Intent is tied to some action, however small, however often lost sight of.
It is. It is, you might say, the second-tier reaction turning into a third-tier reaction. That is, it is a decision to become X, made more permanent than a momentary desire. (And “momentary” does not mean “only once”; it means transitory, no matter how frequently it occurs.) Tying an intent to an action is a way of countering your mind’s tendency to overturn everything with every revolution of the days, so to speak.
The metaphor is a little strained, but I get it. I suppose this is a reason for religious ritual in people’s lives, to hold them on their desired course.
When not done merely by rote, as a habit imposed from outside, yes. Your continually revolving minds need all the aids to stability they can get.
That’s the habit of writing in my journal, isn’t it?
At one level, it is. (People don’t usually do things for only one reason.) The sheer repetition of ritual is important. For that matter, invoking your four associated qualities as if they were slide-switches is a ritual that has the effect of bringing you back to the same intent.
So, to make this as practical as possible, how do we maintain intent when we cannot hold it in our consciousness from one day to the next?
Aha, but you see, the way you just phrased that shows you haven’t grasped the distinction. At least, you haven’t grasped it in theory, though you have, in practice.
Intent is renewed continuously by being sewn into your life. It is not required to be, nor could it be, perpetually in your conscious awareness. Intent is what you live, not what you think of at any given moment. You don’t necessarily think “I intend to be x and such” while you are heating your dinner, or going for the mail. You may, but you may not, and that doesn’t matter. But at the level of continuity that is beneath consciousness, you stay on course or you don’t.
And what is this submerged gyroscope?
As we said, it is your intent as it is sewn into your life’s fabric. “As a man thinks, so is he,” but that also means, “As a man thinks, so he expresses in a thousand ways, mostly unnoticed by him,” and those ways are a continuity; those ways express his intent and maintain his intent, until changed.
So much of what you tell us turns out to be just common sense, but common sense explained from an unfamiliar viewpoint.
It would be a terrible predicament if people could act sensibly only if they first could follow such involved reasoning. “Common sense” might be called “rules of thumb.”
True. So you’re saying, if we want to become X, act like it.
That’s what we have always said, and we defy you to find a time when we said the contrary. You did not come into 3D form to be put into an impossible condition. That is, nothing can ever be asked of you that is beyond your ability. Your life’s task may be difficult, may break you. Still it will not be too much because it cannot be too much, or you wouldn’t be faced by it.
Now, we are well past your usual hour, but we can feel your sense of incompletion. What can we say that will satisfy you?
I remain concerned about remembering day by day, let alone year upon year.
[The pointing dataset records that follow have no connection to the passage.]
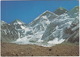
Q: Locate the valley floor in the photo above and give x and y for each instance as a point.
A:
(8, 49)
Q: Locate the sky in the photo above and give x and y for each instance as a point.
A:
(27, 11)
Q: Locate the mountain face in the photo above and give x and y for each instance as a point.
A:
(74, 12)
(8, 33)
(60, 11)
(47, 29)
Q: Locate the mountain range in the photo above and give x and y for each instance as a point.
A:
(47, 29)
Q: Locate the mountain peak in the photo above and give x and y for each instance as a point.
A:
(17, 21)
(60, 11)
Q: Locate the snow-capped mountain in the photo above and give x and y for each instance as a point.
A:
(47, 29)
(74, 12)
(60, 11)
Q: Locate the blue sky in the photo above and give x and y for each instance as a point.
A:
(27, 11)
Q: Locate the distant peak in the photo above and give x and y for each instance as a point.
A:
(17, 21)
(47, 11)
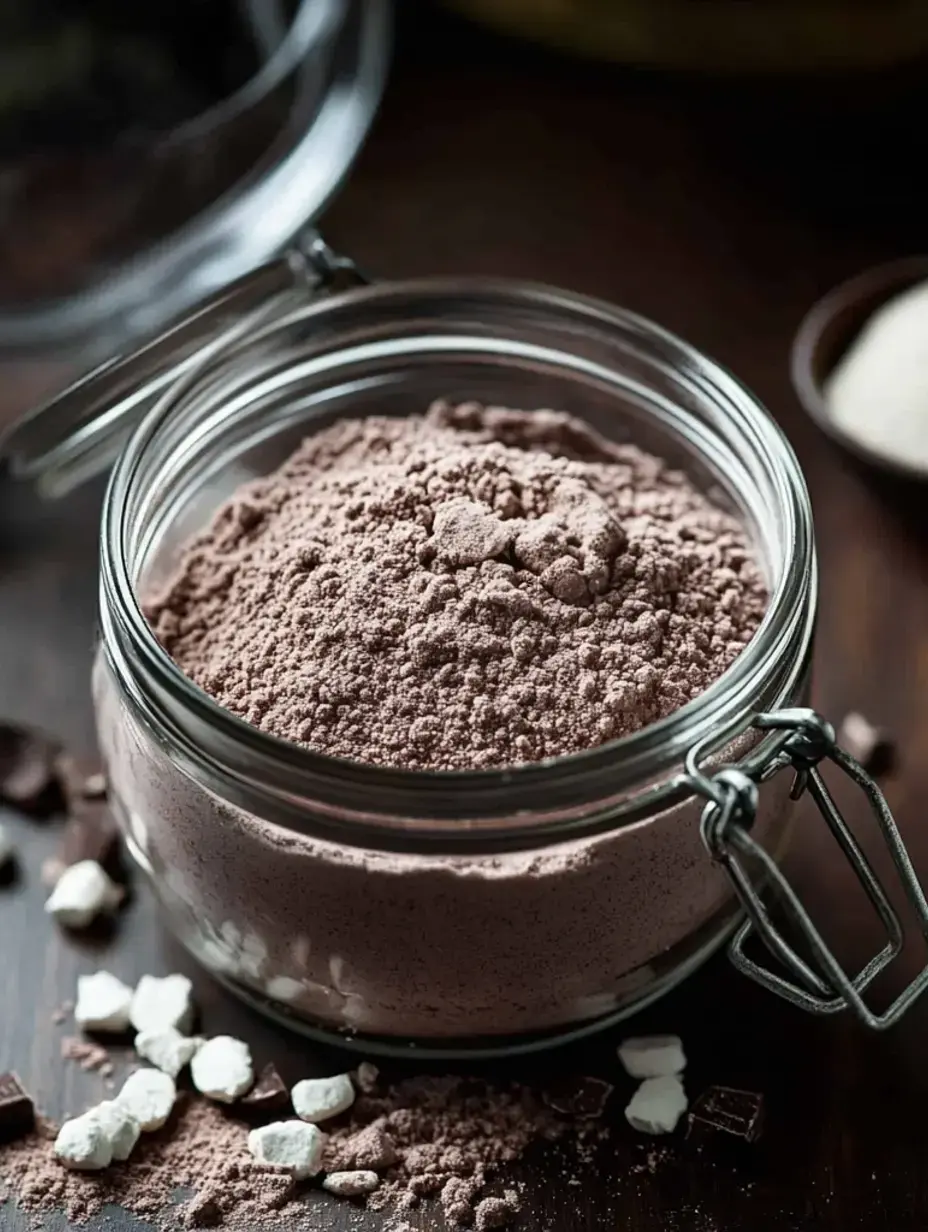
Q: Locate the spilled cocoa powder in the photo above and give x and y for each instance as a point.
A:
(429, 1138)
(472, 588)
(445, 1138)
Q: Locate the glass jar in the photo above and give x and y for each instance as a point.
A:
(460, 912)
(238, 163)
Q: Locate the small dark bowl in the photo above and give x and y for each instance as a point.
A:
(827, 332)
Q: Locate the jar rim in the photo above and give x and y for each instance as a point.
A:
(365, 800)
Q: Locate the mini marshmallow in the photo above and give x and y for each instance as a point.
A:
(148, 1095)
(83, 1145)
(166, 1049)
(222, 1068)
(120, 1125)
(102, 1003)
(6, 848)
(657, 1105)
(163, 1002)
(351, 1184)
(81, 893)
(652, 1056)
(290, 1145)
(366, 1077)
(316, 1099)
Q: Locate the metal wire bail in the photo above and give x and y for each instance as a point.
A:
(822, 987)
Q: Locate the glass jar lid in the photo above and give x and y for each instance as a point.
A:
(234, 184)
(79, 433)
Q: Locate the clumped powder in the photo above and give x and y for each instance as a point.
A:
(439, 1138)
(445, 1138)
(471, 588)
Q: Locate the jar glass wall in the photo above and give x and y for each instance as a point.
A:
(444, 908)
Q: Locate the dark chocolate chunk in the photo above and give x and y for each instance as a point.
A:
(27, 770)
(726, 1110)
(268, 1093)
(90, 832)
(578, 1097)
(17, 1113)
(93, 834)
(868, 744)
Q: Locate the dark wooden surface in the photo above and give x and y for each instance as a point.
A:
(722, 212)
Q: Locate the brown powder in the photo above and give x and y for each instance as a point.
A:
(466, 589)
(428, 1137)
(201, 1150)
(445, 1138)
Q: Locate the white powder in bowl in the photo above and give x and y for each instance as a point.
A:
(879, 389)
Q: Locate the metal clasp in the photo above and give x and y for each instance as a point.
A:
(822, 987)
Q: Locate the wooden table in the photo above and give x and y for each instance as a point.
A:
(721, 212)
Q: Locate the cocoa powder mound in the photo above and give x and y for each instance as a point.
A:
(472, 588)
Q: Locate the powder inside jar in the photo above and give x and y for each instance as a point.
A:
(472, 588)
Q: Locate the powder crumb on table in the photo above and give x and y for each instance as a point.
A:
(90, 1056)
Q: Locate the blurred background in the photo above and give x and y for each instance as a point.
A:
(152, 153)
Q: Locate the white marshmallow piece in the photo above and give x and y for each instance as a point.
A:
(118, 1125)
(222, 1069)
(366, 1077)
(316, 1099)
(6, 848)
(83, 1145)
(652, 1056)
(166, 1049)
(163, 1002)
(81, 893)
(291, 1145)
(148, 1095)
(657, 1105)
(102, 1003)
(351, 1184)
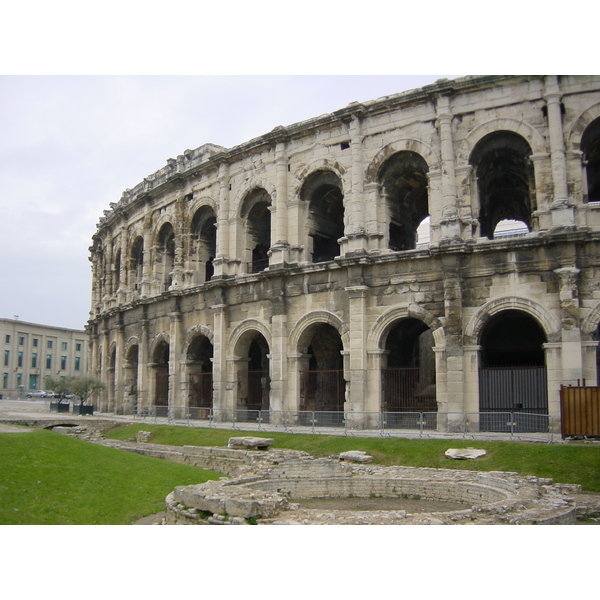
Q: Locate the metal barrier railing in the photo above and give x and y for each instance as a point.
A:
(518, 425)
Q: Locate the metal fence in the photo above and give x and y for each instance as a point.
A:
(516, 425)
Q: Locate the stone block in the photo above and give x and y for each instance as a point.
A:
(250, 443)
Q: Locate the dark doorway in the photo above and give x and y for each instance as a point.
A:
(408, 381)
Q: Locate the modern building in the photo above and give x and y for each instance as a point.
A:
(434, 252)
(32, 352)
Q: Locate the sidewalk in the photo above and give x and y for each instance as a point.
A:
(16, 410)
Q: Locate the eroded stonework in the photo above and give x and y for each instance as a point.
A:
(272, 493)
(433, 253)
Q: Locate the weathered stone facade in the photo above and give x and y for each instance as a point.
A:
(291, 273)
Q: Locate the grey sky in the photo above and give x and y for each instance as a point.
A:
(70, 145)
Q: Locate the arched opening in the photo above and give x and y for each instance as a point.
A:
(505, 180)
(116, 272)
(512, 373)
(403, 178)
(199, 363)
(112, 370)
(161, 376)
(322, 383)
(253, 376)
(204, 243)
(408, 378)
(590, 146)
(510, 228)
(256, 211)
(131, 379)
(136, 267)
(165, 257)
(323, 192)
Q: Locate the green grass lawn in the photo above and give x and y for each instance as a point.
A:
(47, 478)
(564, 463)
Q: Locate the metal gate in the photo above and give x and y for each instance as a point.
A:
(161, 395)
(201, 390)
(322, 391)
(513, 390)
(408, 389)
(259, 385)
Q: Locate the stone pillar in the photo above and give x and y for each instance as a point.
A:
(562, 215)
(178, 260)
(119, 370)
(554, 368)
(94, 367)
(572, 359)
(222, 258)
(450, 223)
(373, 212)
(104, 370)
(357, 377)
(590, 372)
(143, 366)
(175, 363)
(455, 388)
(355, 239)
(280, 247)
(219, 361)
(373, 402)
(122, 286)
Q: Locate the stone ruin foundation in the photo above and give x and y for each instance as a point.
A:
(274, 487)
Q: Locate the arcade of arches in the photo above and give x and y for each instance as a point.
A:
(435, 252)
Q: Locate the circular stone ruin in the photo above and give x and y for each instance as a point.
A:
(281, 488)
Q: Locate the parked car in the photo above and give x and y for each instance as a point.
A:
(40, 394)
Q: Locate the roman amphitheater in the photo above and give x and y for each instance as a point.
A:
(430, 258)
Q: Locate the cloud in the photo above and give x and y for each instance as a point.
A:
(70, 146)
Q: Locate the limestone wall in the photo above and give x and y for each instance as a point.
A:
(179, 262)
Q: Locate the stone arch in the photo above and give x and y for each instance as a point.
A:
(201, 229)
(306, 171)
(591, 322)
(386, 321)
(535, 140)
(156, 340)
(549, 324)
(579, 125)
(247, 189)
(418, 147)
(241, 331)
(302, 328)
(197, 330)
(129, 343)
(195, 205)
Rely upon habit, as we have often said. In your specific case (not necessarily applicable to everybody), use written reminders aimed forward. That is, write now what you wish to continue with later. We have been doing that sometimes when you ask for the next day’s theme. Even getting a TBA helps you in that it releases that part of you that wonders anxiously if it is forgetting something – losing the plot.
Also, you may wish to try returning to your work more often, even if only for very short times. This may help. But enough for now. Next time, TBA.
Today’s?
“holding the plot”? “Continuity”? Perhaps “Consciousness and intent.”
Yes. That sounds like it. Very well, my thanks for all this: 75 minutes, not a record but still a pretty good length of time. Till next time.
I still hold onto Seth’s saying that “any progress made is permanent progress.” I believe that. I don’t think time erases it or that memory is necessary to demonstrate it.